Source: Khanna et al. Nanomolar vitamin E alpha-tocotrienol inhibits glutamate-induced activation of phospholipase A2 and causes neuroprotection. J Neurochem. 2010 Mar;112(5):1240-1260
© 2010 The Authors
Posted February 24, 2010.
References:
- Khanna S., Patel V., Rink C., Roy S. and Sen C. K. (2005a) Delivery of orally supplemented alpha-tocotrienol to vital organs of rats and tocopherol-transport protein deficient mice. Free Radic Biol Med 39, 1310-1319.
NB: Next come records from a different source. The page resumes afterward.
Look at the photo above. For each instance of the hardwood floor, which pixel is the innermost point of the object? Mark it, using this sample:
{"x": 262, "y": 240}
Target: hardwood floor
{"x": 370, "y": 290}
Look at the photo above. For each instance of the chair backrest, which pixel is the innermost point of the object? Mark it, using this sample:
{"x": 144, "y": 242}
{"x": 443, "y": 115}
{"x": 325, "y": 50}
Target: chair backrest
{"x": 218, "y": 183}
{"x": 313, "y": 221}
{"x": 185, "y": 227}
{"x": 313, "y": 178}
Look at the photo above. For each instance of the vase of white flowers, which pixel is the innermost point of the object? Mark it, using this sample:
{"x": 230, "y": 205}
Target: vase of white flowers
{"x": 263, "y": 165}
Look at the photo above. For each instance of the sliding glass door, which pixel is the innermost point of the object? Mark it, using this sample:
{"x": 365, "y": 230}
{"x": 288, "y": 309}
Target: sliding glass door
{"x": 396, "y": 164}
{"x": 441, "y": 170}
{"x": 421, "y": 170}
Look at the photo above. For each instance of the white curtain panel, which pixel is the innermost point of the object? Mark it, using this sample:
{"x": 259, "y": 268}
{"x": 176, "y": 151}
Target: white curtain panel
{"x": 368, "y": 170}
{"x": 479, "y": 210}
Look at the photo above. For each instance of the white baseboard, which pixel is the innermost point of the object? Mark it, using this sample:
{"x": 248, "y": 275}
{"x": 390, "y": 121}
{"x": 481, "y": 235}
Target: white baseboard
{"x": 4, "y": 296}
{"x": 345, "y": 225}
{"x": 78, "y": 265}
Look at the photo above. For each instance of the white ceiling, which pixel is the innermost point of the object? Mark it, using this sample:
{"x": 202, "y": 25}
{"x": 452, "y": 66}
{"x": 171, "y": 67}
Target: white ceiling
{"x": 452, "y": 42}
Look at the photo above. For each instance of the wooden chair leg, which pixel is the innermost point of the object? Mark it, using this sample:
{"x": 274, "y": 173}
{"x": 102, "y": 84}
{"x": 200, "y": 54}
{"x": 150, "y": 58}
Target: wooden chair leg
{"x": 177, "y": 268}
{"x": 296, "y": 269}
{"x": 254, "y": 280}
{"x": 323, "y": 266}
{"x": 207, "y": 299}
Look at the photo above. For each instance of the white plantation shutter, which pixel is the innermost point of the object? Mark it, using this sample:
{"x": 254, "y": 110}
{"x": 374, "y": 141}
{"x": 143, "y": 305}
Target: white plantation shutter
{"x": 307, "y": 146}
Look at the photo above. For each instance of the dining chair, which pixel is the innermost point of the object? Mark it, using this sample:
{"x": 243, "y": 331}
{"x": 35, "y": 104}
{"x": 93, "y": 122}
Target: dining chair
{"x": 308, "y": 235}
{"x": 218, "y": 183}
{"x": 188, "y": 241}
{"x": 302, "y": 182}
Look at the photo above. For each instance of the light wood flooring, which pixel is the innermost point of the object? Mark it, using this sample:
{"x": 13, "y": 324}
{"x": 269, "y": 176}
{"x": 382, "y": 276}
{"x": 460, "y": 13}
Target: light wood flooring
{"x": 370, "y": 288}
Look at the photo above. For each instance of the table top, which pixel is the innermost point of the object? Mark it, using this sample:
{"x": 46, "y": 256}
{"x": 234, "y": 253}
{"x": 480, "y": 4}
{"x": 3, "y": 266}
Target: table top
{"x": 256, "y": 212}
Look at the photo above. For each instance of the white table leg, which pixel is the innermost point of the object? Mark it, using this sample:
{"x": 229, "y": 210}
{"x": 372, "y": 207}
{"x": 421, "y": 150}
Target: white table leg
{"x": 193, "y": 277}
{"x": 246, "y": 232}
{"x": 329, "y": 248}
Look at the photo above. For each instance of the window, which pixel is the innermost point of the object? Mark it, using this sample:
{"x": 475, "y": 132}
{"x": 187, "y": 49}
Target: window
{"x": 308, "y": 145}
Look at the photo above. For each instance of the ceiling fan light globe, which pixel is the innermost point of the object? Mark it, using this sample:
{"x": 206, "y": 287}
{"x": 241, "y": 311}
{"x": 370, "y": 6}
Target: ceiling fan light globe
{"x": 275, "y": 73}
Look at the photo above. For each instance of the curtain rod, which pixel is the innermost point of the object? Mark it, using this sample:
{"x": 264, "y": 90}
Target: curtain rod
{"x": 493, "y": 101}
- Khanna S., Roy S., Parinandi N. L., Maurer M. and Sen C. K. (2006) Characterization of the potent neuroprotective properties of the natural vitamin E alpha-tocotrienol. J Neurochem 98, 1474-1486.
- Khanna S., Roy S., Ryu H., Bahadduri P., Swaan P. W., Ratan R. R. and Sen C. K. (2003) Molecular basis of vitamin E action: tocotrienol modulates 12-lipoxygenase, a key mediator of glutamate-induced neurodegeneration. J Biol Chem 278, 43508-43515.
- “About Stroke” posted on the National Institutes of Health Website.
- Khanna S. Nanomolar vitamin E -tocotrienol inhibits glutamate-induced activation of phospholipase A2 and causes neuroprotection. Jou Neurochemistry 2009. Accepted Article Online: Dec 17 2009.
- Sun G. Y., Xu J., Jensen M. D. and Simonyi A. (2004) Phospholipase A2 in the central nervous system: implications for neurodegenerative diseases. J Lipid Res 45, 205-213.